JAZZBO NOTES ESSENTIAL RECORDING

Rating: ★★★★★


I’ve got to admit, I’m not really a huge Keith Jarrett fan. His famous concerts tend to be long on piano noodling and high-pitched, irritating vocalizations for my taste. However, Facing You (on the ECM label) just might be the greatest single solo piano release in jazz history. That’s a pretty strong claim, eh?

Well, after you hear Jarrett’s staggeringly fluid and inventive improvising throughout the gorgeous songs on this record, with nary a spastic yelp, then tell me that I’m exaggerating.

Facing You opens with the ten minute plus Out Front, an upbeat, gospel tinged tour de force which is actually somewhat unrepresentative of the album. Most of the tunes that follow, like Ritooria, are much more melancholy in tone, with an occasional sprightly tune like Starbright or Semblance to break things up.
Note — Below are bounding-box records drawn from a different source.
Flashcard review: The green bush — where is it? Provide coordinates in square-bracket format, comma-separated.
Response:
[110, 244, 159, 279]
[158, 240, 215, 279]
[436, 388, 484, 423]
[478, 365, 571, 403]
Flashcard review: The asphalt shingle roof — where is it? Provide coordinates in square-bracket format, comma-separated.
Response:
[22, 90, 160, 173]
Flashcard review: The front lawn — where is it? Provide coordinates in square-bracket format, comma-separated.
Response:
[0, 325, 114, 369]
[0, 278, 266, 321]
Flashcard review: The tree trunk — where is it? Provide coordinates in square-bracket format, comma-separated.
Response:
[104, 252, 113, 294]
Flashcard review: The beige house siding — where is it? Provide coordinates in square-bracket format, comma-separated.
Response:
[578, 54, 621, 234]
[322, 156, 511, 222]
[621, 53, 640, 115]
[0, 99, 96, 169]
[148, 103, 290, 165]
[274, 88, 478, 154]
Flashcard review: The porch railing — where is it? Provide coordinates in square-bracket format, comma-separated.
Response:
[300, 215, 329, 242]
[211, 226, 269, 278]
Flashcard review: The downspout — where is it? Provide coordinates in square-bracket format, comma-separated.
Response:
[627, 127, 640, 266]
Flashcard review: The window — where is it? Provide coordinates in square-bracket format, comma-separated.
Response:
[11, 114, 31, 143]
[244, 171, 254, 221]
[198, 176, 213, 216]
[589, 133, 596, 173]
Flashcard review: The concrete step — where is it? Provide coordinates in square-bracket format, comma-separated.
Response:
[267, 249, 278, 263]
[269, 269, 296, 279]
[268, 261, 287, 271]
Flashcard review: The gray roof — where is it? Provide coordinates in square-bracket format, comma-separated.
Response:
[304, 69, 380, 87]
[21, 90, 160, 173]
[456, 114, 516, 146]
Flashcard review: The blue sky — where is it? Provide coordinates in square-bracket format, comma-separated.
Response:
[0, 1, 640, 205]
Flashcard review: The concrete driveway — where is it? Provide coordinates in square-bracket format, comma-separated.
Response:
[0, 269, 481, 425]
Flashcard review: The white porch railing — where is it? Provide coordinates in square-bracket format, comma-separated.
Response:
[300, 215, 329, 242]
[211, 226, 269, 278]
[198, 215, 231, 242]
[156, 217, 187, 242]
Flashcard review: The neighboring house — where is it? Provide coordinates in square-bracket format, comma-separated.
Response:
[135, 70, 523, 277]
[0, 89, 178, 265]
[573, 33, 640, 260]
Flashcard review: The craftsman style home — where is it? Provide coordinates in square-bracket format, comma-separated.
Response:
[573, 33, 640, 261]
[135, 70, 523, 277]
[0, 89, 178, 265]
At this point in Jarrett’s career, he was moving in the direction of completely improvised music, but the songs on Facing You have strong compositional underpinnings, which Jarrett uses as starting points for improvisation, rather than abandoning preplanned harmonies and melodies completely. Facing You benefits hugely from this underlying structure — there is almost zero flab or dissipation of energy on Facing You, making it probably the most fully realized recording of Jarrett’s career.

Every song on Facing You is full to bursting with ideas, making it almost seem as though the songs are through-composed. This is all the more startling when you consider how little the blues, one of the pillars of jazz, figures into Jarrett’s harmonic language. It seems like his ideas come more from European, classical or folk sources, which helps to explain how Jarrett ended up forming a European quartet later in his career, as well as developing a second career as a classical pianist.

But perhaps the most startling thing about Facing You is how lucid it is. If you listen to the release immediately before it, Expectations, or the one immediately after, Ruta and Daitya, you can scarcely believe they are all products of the same creative imagination. Every tune on Facing You is like a diamond, all of the concepts compressed and refined into a glittering jewel. The releases preceding and following Facing You are more like coal, the raw ingredients of a diamond. As enjoyable as they are, Expectations and Ruta and Daitya are more exploratory in nature, with Jarrett seemingly figuring out what he wants to say as he’s saying it, or sometimes vamping until he figures out what he wants to say. Whereas, on Facing You, it’s as though he’s dictating the songs of angels.

If you check out the samples on Amazon, you will get a pretty good indication of what Facing You is like. If you like what you hear, by all means pick it up! You won’t regret it.

For more indulgence-free Keith Jarrett, check out Death and the Flower, Gary Burton & Keith Jarrett, and Airto’s Free (Keith Jarrett plays electric piano on one or two cuts).